By now, you may be wondering if it’s time to head into the hospital or call the midwife (for home birthing families.) While there is no right or wrong answer, short of actually seeing the baby coming out (CALL 911!) it’s a personal decision.

The general rule is 4-1-1: contractions that are 4 minute apart, lasting at least 1 minute, for 1 hour, but we all know that not everyone plays by those rules, babies included.  Some better signs to look for are emotional markers.  She may begin to enter a phase of self-doubt, you may hear the tell tale “I can’t do this!” mantra.  It’s common shortly before the quickest and most intense part of labor, transition; by the way, the appropriate response to this is always “You are doing it!”

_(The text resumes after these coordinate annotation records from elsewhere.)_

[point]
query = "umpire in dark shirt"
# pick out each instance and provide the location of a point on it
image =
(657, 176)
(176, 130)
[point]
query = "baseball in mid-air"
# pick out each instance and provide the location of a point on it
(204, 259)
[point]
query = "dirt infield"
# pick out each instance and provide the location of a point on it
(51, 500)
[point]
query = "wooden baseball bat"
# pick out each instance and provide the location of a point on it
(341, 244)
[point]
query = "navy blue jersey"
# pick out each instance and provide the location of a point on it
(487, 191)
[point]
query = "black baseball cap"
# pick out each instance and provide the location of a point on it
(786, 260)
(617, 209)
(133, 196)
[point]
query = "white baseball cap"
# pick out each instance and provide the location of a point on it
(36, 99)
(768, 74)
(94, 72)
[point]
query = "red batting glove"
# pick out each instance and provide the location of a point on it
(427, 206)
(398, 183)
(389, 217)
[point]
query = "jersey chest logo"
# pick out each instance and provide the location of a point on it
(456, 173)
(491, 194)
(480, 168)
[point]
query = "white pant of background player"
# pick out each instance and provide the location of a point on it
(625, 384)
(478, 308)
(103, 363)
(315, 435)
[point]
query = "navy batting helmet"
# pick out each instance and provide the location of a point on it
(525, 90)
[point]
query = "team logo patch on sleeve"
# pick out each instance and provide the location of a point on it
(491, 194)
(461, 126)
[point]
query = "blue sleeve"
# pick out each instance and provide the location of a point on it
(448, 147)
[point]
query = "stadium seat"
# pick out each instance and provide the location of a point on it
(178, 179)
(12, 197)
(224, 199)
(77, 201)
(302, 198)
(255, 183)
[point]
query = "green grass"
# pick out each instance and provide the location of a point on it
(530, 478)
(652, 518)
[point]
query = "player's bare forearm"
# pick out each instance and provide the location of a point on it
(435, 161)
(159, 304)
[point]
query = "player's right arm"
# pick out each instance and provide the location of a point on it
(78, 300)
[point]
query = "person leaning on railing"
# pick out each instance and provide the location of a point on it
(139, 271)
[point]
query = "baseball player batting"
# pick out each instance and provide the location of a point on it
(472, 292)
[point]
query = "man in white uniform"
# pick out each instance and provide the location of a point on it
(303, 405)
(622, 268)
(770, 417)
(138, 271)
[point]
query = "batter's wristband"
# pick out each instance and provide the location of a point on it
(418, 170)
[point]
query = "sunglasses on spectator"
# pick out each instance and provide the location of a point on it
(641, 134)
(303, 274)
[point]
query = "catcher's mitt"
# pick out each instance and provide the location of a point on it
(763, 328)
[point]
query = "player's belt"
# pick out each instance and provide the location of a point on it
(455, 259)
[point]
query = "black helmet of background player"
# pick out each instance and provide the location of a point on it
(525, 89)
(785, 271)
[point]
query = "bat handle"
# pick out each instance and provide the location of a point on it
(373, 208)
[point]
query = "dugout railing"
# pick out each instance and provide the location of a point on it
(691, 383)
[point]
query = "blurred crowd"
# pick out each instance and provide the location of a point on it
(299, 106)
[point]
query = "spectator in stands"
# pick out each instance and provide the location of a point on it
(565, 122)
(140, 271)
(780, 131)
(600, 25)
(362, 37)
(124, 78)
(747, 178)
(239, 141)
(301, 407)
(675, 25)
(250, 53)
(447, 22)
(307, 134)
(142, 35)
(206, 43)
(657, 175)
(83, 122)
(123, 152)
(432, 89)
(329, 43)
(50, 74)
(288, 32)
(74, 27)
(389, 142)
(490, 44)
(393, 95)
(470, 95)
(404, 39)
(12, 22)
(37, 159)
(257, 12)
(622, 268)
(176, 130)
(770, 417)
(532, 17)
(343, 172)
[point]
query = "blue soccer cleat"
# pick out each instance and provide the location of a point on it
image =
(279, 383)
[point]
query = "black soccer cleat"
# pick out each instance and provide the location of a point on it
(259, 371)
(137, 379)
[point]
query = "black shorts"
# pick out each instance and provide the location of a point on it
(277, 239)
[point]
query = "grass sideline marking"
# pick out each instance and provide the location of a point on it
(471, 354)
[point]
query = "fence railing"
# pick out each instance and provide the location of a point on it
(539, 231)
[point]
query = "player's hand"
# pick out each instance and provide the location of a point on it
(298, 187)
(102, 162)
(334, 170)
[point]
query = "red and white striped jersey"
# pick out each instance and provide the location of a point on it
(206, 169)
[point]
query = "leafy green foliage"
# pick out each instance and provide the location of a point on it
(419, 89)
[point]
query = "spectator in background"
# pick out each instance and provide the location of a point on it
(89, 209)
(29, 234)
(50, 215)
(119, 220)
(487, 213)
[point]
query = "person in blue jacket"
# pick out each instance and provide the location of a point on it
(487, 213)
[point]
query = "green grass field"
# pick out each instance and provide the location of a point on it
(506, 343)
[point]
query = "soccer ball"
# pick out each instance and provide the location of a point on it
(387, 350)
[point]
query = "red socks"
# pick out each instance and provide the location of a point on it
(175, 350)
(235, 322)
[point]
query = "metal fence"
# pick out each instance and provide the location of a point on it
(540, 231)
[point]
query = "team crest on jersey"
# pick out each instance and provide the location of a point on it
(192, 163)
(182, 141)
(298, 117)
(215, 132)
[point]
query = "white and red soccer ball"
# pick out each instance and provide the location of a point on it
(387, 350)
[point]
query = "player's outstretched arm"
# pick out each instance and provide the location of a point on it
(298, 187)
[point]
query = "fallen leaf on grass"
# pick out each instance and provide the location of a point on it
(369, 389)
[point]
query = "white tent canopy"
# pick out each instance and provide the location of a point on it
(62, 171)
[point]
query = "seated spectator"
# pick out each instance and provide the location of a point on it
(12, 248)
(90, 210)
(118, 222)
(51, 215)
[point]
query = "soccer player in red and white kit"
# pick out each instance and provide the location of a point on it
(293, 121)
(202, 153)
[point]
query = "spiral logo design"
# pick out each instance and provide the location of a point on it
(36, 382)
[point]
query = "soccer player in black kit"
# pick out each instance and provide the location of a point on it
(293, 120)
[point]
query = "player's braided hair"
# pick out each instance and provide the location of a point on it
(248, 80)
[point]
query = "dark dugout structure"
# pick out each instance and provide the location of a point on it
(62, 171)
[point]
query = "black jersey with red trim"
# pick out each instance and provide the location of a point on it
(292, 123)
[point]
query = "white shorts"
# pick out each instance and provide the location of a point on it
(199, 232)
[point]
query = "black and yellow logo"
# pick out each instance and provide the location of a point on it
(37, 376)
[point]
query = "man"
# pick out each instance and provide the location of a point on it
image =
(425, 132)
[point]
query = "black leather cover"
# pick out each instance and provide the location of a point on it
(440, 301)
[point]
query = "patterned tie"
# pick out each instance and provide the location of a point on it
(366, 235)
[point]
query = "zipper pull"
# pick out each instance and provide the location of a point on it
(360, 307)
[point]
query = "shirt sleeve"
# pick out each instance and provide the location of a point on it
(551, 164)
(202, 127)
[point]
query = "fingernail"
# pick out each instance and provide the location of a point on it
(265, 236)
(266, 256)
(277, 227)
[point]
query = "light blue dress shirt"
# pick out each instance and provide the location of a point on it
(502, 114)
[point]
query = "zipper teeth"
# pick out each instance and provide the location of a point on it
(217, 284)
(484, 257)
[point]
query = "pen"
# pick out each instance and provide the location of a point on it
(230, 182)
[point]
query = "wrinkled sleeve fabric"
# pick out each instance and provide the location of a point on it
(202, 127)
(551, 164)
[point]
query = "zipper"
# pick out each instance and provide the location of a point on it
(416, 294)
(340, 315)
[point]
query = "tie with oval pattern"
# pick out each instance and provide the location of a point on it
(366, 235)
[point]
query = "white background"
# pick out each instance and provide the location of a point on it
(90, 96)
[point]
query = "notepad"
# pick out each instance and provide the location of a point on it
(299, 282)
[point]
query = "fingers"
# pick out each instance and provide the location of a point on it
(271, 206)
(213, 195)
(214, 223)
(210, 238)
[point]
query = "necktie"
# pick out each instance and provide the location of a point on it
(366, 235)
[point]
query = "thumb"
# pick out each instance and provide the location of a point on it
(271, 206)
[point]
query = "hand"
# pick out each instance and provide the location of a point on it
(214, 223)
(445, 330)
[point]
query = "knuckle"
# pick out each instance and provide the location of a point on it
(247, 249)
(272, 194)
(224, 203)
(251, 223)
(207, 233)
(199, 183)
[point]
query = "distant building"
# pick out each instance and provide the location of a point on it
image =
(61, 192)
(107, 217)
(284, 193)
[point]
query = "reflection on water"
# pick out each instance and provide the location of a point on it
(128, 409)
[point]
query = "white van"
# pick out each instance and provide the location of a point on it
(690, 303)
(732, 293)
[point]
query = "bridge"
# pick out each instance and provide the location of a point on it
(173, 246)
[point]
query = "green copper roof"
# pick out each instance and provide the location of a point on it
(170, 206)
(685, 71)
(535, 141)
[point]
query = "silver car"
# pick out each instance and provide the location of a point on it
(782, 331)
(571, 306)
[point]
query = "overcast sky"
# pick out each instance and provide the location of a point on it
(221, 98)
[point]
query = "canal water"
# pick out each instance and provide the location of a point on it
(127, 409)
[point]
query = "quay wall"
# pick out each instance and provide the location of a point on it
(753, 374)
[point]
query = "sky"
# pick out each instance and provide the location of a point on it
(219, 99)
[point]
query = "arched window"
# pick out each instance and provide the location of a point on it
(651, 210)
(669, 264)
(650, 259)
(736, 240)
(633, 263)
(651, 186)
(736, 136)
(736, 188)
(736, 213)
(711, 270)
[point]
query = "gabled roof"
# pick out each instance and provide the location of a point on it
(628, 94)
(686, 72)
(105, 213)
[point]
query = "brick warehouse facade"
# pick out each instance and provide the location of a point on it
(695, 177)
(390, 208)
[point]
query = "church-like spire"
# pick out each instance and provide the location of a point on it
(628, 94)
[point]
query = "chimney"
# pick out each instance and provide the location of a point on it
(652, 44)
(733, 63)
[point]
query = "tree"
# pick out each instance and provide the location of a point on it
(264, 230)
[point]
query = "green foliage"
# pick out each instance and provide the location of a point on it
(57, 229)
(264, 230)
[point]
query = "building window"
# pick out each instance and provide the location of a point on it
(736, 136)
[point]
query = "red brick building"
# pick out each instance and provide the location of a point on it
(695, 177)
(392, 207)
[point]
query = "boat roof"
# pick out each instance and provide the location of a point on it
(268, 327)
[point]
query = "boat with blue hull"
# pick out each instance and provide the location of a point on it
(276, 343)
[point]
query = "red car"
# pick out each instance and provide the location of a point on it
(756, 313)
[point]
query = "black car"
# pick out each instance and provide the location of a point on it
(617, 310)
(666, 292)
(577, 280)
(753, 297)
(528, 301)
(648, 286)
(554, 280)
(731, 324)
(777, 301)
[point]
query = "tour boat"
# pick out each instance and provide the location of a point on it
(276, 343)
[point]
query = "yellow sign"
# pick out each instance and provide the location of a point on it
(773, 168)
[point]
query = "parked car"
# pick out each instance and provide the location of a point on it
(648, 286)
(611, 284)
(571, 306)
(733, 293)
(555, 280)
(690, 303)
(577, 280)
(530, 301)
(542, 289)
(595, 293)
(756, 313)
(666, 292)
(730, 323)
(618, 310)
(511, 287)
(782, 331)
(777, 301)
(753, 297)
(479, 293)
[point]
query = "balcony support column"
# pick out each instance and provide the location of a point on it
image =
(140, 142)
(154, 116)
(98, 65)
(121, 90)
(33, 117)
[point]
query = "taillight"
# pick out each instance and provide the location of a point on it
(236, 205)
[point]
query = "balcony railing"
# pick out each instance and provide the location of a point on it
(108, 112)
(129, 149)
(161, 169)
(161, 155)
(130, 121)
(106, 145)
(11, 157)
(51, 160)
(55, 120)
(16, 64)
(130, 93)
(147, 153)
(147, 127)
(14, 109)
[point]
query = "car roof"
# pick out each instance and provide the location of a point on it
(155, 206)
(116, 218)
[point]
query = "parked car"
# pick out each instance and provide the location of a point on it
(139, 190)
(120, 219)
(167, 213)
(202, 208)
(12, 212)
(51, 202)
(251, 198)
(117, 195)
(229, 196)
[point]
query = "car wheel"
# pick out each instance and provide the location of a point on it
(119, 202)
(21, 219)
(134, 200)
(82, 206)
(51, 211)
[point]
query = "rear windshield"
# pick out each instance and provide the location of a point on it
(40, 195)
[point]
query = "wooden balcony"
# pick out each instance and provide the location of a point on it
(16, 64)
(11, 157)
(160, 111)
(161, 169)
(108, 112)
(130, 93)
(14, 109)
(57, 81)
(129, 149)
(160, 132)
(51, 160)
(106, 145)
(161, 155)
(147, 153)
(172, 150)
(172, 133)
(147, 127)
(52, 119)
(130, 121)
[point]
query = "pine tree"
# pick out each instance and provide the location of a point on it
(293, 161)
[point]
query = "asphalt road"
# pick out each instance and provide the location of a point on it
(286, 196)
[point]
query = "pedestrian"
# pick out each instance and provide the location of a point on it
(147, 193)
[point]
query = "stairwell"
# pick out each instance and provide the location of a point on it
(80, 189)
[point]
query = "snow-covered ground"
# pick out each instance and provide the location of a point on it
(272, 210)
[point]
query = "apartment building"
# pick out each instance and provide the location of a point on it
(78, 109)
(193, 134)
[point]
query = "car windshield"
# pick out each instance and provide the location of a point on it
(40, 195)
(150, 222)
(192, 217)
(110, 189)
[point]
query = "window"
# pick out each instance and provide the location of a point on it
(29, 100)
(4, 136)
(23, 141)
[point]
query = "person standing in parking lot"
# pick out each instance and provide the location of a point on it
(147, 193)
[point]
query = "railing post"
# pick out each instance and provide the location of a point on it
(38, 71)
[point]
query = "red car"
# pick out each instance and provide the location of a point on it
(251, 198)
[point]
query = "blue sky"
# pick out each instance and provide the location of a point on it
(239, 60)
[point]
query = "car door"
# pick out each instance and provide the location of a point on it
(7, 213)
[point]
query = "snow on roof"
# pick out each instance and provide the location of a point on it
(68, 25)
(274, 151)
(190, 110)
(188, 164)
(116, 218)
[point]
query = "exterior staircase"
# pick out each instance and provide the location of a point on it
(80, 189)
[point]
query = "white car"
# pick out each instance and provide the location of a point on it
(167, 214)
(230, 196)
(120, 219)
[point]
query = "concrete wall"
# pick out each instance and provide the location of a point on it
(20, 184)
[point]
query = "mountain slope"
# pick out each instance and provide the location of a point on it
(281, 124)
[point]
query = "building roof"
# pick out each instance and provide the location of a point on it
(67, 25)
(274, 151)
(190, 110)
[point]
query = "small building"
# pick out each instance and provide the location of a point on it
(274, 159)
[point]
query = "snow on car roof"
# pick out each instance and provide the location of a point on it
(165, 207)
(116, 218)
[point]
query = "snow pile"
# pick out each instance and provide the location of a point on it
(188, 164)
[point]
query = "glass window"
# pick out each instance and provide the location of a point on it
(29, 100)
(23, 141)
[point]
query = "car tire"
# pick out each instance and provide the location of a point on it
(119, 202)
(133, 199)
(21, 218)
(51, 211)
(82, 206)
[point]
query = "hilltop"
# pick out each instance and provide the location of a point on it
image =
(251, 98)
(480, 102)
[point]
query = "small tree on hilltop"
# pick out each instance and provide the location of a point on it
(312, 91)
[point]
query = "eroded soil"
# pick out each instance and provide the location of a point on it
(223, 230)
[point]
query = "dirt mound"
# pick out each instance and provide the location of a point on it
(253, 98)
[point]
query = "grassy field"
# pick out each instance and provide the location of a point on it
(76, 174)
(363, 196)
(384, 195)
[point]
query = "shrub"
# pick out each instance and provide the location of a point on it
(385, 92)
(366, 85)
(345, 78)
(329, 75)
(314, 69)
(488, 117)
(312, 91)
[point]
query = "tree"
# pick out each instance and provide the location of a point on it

She may be short on conversation and might be short with you, period. Don’t take this personally, it means that she is in the labor zone and conserving energy whenever she can. Physically, you may notice that she is starting to get closer to the ground and, sorry to say, but she may start farting. A lot. Your partner may also poop a bit. If you need to take a moment to giggle, let it all out now; we can almost guarantee that she is self-conscious about this. If she does do either, put down the air freshener. Most birthing women will poop on the table.  Pretend it didn’t happen, instead tell her how she’s getting so close to having her baby! She will thank you later. Isn’t it funny that in labor, rudeness and flatulence are encouraged? These are all great signs that point towards going in.

You will need to speak to you practitioner about the procedure for calling and arriving at labor and delivery before hand.

At the Hospital!

Once at the hospital, your support is a top priority! Quite a few first timers believe that their doctor, midwife or labor nurse will be there 24/7, but this is rarely the case. Nurses are the unsung heroes of the maternity ward (bring them cookies, seriously) and often take on a huge patient load to help many mamas birth. Your care provider usually comes in to “catch” your baby and maybe to discuss options with you once in awhile. There are exceptions, of course, but this is why it pays to be prepared (and hire a doula their expertise will help greatly…just saying!)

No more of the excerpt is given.